True... but the checks it does such as the device.map are usually beneficial.
No the live CD (or is it a DVD now? I forget...) is not the same as the install CD.
An error saying hd2 doesn't exist does sound like it could be an incorrect map in your boot filesystem... did you add or remove any drives recently?
On 3 Aug 2010 20:22, "Les Mikesell" lesmikesell@gmail.com wrote:
On 8/3/2010 2:08 PM, Edward Diener wrote:
On 8/3/2010 2:27 PM, James Hogarth wrote:
I normally use a live CD for this sort of thing... in that case you don't need to cheroot at all.

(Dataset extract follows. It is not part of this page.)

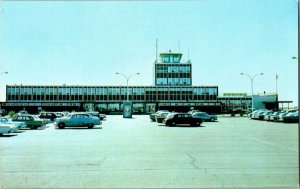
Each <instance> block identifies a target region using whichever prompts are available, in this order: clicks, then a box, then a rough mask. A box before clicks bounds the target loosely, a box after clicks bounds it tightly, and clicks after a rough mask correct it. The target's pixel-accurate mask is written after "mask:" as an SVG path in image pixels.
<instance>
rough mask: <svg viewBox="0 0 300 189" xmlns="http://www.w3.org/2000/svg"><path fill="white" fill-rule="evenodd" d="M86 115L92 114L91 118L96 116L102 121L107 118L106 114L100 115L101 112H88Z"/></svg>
mask: <svg viewBox="0 0 300 189" xmlns="http://www.w3.org/2000/svg"><path fill="white" fill-rule="evenodd" d="M86 113H88V114H90V115H91V116H96V117H98V118H99V119H100V120H104V119H105V118H106V114H100V113H99V112H86Z"/></svg>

Just make sure your <rootmountpoint>/boot/grub/device.map is correct and do grub-install --root-directory=<rootmountpoint> /dev/sda (assuming you want the mbr on sda)
I am booting from the installation DVD. Is that what you mean by a live CD ? When I boot from that, will it necessarily have a correct /boot/grub/device.map ?
If not, then mounting my boot and root partitions and doing a chroot was needed. If so, then I did too much work.
I think grub-install (the shell script) needs things mounted - and perhaps in the right places - because it checks and fixes some other stuff. If you just want the boot loader written to the mbr of the boot device, grub should do that without having it mounted.